I use Logstash 5.4.0 and Kafka 0.10.2.1 with a matching Zookeeper. The Kafka setup is rather simple with a single instance and single broker.
My basic idea is to parse events from pseudo-log files on file system and send them to Kafka in a reliable manner.
I thought about network issues, Kafka being down, etc. So I added retries etc. to my Kafka output plugin config. The basic test scenario involving stdin/stdout was:
- fire up both Kafka and Logstash
- Logstash emits events based on stdin input
- read events from a Kafka topic with a simple stdout consumer
- stop Kafka
- keep emitting events in Logstash - they should be retrying, right?
- start Kafka again
- read events from start of the Kafka topic - retried should be present, right?
After I start the Kafka no new events are shown.
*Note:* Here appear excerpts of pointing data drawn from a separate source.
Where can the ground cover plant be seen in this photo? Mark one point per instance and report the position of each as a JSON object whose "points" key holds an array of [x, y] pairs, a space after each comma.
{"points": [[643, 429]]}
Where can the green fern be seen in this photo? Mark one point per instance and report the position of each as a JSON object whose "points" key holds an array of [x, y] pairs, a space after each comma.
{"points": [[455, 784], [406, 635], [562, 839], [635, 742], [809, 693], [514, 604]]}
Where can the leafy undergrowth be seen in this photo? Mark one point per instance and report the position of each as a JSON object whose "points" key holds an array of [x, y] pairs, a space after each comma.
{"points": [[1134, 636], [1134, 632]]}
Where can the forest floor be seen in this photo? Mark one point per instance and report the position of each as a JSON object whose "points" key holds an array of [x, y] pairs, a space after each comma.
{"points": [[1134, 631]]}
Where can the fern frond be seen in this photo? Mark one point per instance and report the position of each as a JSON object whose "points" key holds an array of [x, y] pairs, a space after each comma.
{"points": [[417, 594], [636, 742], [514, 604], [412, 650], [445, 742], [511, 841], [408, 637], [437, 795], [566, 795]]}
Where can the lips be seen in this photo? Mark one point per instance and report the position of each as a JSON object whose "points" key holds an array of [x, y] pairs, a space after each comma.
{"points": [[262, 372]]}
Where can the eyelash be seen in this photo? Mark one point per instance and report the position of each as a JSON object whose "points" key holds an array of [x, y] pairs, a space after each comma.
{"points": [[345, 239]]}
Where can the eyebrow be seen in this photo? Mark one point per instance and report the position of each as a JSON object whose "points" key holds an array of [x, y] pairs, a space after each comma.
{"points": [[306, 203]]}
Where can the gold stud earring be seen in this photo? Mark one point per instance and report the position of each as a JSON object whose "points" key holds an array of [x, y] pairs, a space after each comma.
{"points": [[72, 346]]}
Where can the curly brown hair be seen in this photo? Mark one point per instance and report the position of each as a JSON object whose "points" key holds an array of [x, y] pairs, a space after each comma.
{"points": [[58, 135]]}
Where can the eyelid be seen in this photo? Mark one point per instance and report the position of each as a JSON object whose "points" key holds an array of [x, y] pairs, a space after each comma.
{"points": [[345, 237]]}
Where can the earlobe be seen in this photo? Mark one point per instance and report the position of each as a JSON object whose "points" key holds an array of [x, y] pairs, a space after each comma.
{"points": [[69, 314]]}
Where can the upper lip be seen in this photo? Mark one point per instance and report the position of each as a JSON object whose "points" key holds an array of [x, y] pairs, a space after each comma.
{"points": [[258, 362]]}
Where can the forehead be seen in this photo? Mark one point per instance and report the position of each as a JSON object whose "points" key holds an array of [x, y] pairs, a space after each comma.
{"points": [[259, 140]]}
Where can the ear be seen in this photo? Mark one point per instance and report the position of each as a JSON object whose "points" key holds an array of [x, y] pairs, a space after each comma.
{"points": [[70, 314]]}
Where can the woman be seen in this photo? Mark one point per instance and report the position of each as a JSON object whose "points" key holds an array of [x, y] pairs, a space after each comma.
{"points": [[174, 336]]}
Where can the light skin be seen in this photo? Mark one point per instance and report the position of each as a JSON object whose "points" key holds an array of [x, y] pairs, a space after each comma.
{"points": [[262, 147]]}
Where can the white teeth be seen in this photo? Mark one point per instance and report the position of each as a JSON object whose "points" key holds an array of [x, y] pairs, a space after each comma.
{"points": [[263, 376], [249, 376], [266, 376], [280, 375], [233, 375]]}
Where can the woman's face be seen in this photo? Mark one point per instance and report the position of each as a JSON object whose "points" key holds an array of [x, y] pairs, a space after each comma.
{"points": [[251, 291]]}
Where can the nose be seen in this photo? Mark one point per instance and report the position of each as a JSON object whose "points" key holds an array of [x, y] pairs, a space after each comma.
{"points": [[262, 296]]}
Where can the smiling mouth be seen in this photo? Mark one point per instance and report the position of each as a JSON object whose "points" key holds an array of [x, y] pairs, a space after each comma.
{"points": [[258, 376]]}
Thus it seems to me like the retry policy doesn't take effect.
Pipeline setup:
input { stdin { } }
output {
kafka {
codec => plain {
format => "%{message}"
}
topic_id => "test"
client_id => "test_console_client"
bootstrap_servers => "kafka:9092"
acks => "all"
retries => 999
retry_backoff_ms => 10000
block_on_buffer_full => true
}
}
I've tried to examine the pipeline's internals through _node/stats/pipeline
. I got equal no. of "in"
and "out"
events for the Kafka plugin even when the Kafka was down.
Is my setup wrong? Is the testing idea flawed?
Thanks in advance!